There they were the ash coloured gibbons, like gymnasts they swung from one branch to the other with such agility, gracefully estimated the distances and pulled its own body weight. I told the kids “look girls a colony of gibbons” and that was where Rafel corrected me.  The Bornean Gibbons are classified under the lesser apes or smaller apes. They move around in a nuclear family and not in a colony like the naughty macaques. Like all apes the gibbons are tailless. They are also faithful partners as they often retain the same mate for life but may not always remain sexually monogamous. This particular family that was in front of us consisted of a father, mother with a young baby clung to her belly and three adult children.
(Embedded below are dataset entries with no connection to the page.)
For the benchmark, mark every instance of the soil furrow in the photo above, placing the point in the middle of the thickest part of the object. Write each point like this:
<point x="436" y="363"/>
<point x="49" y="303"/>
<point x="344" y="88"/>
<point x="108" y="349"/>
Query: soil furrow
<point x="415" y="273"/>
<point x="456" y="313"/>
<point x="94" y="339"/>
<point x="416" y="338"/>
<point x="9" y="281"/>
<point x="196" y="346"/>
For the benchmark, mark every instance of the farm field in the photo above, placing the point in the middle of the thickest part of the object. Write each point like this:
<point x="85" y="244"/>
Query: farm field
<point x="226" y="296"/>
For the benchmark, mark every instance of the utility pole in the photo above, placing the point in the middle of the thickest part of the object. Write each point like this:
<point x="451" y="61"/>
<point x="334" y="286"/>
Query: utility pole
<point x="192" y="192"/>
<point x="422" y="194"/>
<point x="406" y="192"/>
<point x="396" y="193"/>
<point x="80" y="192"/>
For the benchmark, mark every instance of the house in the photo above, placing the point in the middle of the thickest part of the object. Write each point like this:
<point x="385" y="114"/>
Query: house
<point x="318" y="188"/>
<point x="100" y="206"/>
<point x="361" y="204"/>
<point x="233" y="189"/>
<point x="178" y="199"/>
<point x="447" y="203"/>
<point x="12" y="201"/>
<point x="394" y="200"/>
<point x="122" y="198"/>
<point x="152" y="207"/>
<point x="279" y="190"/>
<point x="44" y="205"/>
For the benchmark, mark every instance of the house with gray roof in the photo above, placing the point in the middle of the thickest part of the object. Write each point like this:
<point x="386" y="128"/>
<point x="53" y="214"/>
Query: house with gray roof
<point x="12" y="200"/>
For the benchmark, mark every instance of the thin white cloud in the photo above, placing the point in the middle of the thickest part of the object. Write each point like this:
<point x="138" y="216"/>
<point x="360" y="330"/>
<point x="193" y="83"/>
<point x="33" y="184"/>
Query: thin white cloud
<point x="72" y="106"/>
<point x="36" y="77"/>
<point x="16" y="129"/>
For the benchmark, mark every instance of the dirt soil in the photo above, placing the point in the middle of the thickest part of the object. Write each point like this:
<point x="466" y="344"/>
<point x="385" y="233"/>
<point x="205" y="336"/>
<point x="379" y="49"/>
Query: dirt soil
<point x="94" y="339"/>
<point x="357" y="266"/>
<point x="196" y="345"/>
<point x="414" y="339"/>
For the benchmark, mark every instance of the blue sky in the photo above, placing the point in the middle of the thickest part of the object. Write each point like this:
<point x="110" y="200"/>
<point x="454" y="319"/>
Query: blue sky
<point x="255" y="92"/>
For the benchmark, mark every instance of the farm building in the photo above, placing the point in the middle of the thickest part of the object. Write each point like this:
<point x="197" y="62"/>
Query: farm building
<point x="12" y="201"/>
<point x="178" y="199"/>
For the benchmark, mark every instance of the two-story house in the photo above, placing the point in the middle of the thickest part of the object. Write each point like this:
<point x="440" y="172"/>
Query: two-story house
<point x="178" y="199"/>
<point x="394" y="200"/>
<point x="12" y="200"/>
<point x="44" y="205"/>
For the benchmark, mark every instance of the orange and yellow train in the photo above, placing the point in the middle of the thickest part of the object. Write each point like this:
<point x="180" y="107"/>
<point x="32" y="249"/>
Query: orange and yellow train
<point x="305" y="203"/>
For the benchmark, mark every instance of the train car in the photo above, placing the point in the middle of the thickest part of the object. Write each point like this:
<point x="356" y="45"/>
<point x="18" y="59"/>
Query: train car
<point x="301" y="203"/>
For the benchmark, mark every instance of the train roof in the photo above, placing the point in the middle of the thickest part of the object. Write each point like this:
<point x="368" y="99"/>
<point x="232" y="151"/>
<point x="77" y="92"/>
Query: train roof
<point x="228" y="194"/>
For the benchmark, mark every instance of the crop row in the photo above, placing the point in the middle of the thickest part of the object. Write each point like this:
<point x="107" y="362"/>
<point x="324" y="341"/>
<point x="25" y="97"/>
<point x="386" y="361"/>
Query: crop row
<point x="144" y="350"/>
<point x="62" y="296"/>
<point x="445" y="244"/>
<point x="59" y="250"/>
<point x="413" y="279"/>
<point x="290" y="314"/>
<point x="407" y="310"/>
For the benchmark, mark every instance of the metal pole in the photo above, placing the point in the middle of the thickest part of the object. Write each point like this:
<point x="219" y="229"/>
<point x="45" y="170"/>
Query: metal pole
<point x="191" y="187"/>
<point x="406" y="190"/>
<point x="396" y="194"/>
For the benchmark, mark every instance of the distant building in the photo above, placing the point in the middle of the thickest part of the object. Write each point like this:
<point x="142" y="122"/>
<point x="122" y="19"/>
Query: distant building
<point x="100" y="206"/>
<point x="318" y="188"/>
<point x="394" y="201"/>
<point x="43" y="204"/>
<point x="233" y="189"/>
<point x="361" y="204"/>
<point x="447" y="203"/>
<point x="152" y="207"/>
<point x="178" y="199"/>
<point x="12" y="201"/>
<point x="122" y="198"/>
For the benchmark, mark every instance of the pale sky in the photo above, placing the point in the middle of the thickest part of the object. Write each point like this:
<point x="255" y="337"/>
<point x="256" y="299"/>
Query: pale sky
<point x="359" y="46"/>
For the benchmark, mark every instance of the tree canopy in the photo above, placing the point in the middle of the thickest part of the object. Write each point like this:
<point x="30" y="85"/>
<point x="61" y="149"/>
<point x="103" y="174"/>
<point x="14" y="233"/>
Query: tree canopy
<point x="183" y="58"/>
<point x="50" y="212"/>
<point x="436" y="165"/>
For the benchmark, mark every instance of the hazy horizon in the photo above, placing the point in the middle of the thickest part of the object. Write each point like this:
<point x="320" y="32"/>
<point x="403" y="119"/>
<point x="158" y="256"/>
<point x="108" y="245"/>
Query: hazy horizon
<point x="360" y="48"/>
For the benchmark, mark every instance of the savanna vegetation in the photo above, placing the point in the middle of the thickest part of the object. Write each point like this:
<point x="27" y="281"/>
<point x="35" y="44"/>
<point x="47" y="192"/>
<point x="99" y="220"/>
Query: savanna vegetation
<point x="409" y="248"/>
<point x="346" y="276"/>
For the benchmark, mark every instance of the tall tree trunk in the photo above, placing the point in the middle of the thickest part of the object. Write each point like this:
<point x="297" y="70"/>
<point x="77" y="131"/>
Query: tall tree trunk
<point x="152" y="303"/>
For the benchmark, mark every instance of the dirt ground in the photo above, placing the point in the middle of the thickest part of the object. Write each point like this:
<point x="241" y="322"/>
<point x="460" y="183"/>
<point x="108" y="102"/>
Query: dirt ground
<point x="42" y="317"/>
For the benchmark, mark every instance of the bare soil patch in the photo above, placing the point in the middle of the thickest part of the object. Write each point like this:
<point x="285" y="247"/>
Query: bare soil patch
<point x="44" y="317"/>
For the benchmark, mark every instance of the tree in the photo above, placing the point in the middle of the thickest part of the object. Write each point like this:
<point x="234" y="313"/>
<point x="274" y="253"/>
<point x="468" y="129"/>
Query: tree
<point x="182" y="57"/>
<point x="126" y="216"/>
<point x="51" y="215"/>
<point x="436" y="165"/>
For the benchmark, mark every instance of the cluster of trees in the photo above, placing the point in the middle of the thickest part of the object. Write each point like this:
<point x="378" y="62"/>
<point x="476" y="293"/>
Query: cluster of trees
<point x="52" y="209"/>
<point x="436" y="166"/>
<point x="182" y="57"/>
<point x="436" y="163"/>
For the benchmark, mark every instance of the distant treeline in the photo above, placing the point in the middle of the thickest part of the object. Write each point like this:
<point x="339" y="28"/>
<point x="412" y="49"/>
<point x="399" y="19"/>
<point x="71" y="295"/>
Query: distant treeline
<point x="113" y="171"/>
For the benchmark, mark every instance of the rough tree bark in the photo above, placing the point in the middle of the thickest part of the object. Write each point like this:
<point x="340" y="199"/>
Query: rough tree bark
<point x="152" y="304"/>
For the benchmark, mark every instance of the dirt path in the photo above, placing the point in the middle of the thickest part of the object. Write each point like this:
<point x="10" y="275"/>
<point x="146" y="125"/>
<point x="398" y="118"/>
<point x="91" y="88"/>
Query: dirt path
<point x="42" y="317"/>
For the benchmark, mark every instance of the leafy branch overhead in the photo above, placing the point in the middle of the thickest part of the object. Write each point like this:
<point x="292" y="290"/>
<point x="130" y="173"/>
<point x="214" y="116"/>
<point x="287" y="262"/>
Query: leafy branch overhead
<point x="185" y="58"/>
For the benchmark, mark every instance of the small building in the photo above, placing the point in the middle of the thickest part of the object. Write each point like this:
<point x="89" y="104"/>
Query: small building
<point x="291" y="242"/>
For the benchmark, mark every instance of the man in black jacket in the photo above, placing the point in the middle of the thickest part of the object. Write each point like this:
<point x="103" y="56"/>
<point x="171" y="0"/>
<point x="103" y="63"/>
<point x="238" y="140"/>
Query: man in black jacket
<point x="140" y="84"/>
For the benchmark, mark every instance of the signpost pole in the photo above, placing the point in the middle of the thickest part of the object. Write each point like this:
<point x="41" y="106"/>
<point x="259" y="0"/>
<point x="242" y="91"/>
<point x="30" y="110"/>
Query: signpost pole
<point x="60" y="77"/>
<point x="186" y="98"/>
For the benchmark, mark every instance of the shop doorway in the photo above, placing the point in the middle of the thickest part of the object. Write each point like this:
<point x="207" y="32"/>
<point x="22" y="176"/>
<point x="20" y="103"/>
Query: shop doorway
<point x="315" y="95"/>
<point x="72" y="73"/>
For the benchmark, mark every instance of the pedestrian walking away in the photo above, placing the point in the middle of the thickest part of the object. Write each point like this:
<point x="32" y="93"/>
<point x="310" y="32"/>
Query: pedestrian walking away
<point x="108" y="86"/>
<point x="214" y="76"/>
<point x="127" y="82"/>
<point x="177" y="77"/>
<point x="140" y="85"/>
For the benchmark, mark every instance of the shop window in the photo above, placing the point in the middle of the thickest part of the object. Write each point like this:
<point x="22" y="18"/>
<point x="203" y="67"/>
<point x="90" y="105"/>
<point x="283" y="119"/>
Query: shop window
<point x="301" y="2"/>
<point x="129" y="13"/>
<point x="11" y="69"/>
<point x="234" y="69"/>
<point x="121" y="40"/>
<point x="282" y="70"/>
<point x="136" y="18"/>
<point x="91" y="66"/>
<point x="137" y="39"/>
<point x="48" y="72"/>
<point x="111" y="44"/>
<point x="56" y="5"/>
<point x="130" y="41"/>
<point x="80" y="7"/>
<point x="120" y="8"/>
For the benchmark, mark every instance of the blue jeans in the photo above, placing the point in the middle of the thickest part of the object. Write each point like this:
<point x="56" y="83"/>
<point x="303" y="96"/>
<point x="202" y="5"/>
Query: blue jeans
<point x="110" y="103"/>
We stood there for close to 45 minutes. Just watching them munch on their food and interacted with each other and hearing their hypnotic whooping sound was priceless. They moved rather fast and Simon was challenged to get a decent picture of them.

Rafel told us there was a family of gibbons whose male adult child decided to leave them to find a mate. Years later the young male and his female partner had a child and they occupied the trees just behind the hill lodge. It was amazing how closely knitted their family bond was as the team at Tabin witnessed the grandparent gibbons visiting their grandchildren at the back of the hill lodge before proceeding back to their original territory. He had many more interesting stories of the wildlife, but you would need to experience Tabin yourself to hear the stories firsthand from Rafel and his guide colleagues ……..

 

Lipad Waterfall and trekking in the rain!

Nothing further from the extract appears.